LBaaS: Load Balancing for the Age of Cloud


Jim Frey is Vice President of Research, Network Management for Enterprise Management Associates (EMA) and is a featured guest blogger.

As organizations embrace the cloud, whether as enterprises looking to transform IT or providers expanding and enriching service offerings, traditional IT/networking technologies must be adapted to fit the form of the new reality. This is certainly true of load balancing (LB) as well as application delivery control (ADC), which has undergone virtualization and software programmability/orchestration evolutions.

One related initiative that is getting steady attention is Load Balancing as a Service (LBaaS). At its most basic, the idea behind LBaaS is to provide load-balancing functionality via software so it can be programmed and added to orchestration via APIs. This is the same basic mechanism of all automated, software-defined approaches across the spectrum of cloudification, from software-defined networking (SDN) to software-defined storage, and even software-defined data centers (SDDC).  As such, LBaaS could just as well be called “software-defined load balancing.”

LBaaS is also related to network function virtualization (NFV), in this case network functions associated with load balancers/ADCs. Both rely on virtualization and programmability, but LBaaS is a higher-level service concept, which may (or may not) be implemented using NFV.

Many of the driving forces around the industry wide LBaaS initiative have centered on the OpenStack community, which launched LBaaS Version 1.0 in 2013 as a branch of the Neutron networking working group. That first version included the most basic of load balancing capabilities and established a basic instantiation sequence: Create a pool; create one or several members in the pool; create one or several health monitors; associate the health monitors with the pool; and create a VIP that is associated with the pool. This was useful for demonstration projects and for lightweight internal cloud usage, but it wasn’t meant to be an enterprise-class or carrier-grade alternative to a full-blown industrial ADC.

LBaaS Version 2.0, which is coming as part of the Kilo release of OpenStack (1H 2015), adds much more substantial capabilities, including SSL/TLS termination, support for TLS SNI, and Layer 7 content switching. Additional objectives include TLS client certificates, TLS back-end encryption, UDP support, and Layer 7 content modification. Accomplishing this required non-trivial redesign of the LBaaS architecture, along with Neutron extensions such as the ability to store TLS certifications in the Neutron database. LBaaS v2.0 provides the richness that is needed to meet carrier-grade and cloud operator requirements, in terms of high availability and scalability. For example, the Octavia project aims to provide a reference implementation that is worthy of direct use by cloud operators.

Radware was one of the first independent ADC vendors to embrace LBaaS, in part because it was the first to have fully virtualized its ADC solution, via the Alteon VA product. As part of its Virtual Application Delivery Infrastructure (VADI) strategy, Radware had also already productized and proven an orchestration API and plug-in, known as vDirect. These steps made adapting to support the OpenStack Neutron LBaaS extensions quite straightforward, and Radware has maintained an active presence in the Neutron LBaaS working groups. Other ADC vendors have followed, providing their own driver plug-ins to Neutron LBaaS, and thus allowing OpenStack to deliver on the promise of vendor independence.

But OpenStack isn’t the only game in town. LBaaS is a concept that is relevant to any cloud environment. While OpenStack is gaining momentum, the majority of currently fielded and operational clouds are based on alternative open or proprietary technologies, such as VMware vCloud Director, VMware NSX, Apache CloudStack, or Amazon Web Services (AWS). Recognizing the mixed nature of demand, Radware’s LBaaS solution is, for example, supporting VMware vCloud Director and HP Helion in addition to OpenStack Neutron. Over time, the real test of success for LBaaS solutions will be how consistently LBaaS features are supported across multi-cloud environments and how effectively more advanced ADC/LB features can added in an automated, orchestrated fashion.
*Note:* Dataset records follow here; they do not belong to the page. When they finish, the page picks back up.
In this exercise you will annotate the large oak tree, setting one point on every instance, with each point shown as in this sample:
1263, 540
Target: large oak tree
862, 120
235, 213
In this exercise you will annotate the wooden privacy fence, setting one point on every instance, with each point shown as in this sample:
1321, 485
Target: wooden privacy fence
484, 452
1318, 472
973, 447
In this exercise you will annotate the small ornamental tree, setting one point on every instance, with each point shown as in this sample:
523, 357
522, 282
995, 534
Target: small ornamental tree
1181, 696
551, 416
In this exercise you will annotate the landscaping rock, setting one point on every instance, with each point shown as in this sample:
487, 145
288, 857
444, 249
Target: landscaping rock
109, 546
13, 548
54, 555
Other questions are facing the LBaaS working groups within OpenStack, such as whether to remain within OpenStack or to disconnect themselves and form their own open community. Regardless of how all that plays out, LBaaS is here to stay, and its continued evolution should be of benefit to the broader cloud community, including cloud providers, cloud administrators, and cloud users.

Jim Frey

Jim has over 20 years of experience with network management tools, technologies, and practices for enterprises and service providers. As VP Strategic Alliances at Kentik, Jim is responsible for building and leveraging relationships with external organizations of all types, including Technical, Marketing, and Channel alliances. Most recently prior, Jim was VP Research at Enterprise Management Associates, where he covered network planning, monitoring, troubleshooting, and optimization in the context of how those functions serve the higher-level goals of service-centric IT operations and strategy. Before EMA, he held executive marketing and partner management roles at NetScout and Micromuse, and prior to that held product development, management, and marketing roles at Agilent and Cabletron. Jim got his start in tech by spending eight years as a software engineer in the oilfield industry.